Issue #93 - Semantic Neural Machine Translation using AMR
Semantic representations were part of the very early Machine Translation (MT) systems, yet have had little role in recent Neural MT (NMT) systems. Given that a good translation should reflect the meaning of the source text, this seems an important area to focus on, particularly since the abstraction could potentially help handle data sparsity. In today’s blog post, we look at work by Song et al (2019) which is a first attempt to incorporate Abstract Meaning Representation (AMR) as a semantic representation for NMT, and significantly improves on the baseline.

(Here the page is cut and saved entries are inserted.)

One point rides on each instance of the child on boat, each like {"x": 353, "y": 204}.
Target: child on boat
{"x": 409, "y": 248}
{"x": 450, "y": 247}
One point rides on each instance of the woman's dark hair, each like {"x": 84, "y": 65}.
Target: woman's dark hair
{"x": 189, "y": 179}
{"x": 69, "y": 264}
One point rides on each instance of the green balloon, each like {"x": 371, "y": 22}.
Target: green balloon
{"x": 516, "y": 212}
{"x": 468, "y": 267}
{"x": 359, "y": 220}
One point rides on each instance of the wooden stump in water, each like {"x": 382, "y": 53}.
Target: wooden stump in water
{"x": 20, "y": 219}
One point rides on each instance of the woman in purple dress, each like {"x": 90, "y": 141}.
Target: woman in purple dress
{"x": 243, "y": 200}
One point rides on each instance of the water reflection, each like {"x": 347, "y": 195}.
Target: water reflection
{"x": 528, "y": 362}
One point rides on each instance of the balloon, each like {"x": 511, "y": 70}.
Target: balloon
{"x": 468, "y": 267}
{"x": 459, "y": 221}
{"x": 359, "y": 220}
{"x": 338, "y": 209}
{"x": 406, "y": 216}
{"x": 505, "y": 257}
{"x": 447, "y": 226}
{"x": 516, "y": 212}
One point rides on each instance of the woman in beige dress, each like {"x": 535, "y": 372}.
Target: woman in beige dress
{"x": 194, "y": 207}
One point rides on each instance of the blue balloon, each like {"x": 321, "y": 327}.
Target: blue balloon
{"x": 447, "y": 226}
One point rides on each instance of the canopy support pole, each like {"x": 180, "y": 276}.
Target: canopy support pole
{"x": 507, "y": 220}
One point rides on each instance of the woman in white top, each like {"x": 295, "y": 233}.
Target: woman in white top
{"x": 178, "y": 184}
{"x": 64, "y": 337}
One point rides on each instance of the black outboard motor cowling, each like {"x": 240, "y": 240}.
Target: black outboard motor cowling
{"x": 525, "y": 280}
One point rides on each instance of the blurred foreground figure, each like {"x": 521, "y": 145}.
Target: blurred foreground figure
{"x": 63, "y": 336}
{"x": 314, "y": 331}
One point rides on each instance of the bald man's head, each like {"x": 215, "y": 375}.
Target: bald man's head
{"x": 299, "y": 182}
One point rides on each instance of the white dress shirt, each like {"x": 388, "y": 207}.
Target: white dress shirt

The only previous attempt to incorporate semantics in NMT has involved Semantic Role Labelling (Marcheggiani et al. (2018)), which incorporates a shallow representation in the form of arguments and predicates. This in itself helps resolve issues with translating passive/active voice. AMR goes further: it encapsulates the meaning of a sentence as a directed graph, where the nodes are concepts (such as give-01 and John below) and the edges are the relations between the concepts. As can be seen from the diagram below extracted from Song et al (2019), this allows it to represent much more information: Figure 1: (a) A sentence with semantic roles annotations, (b) the corresponding AMR graph of that sentence.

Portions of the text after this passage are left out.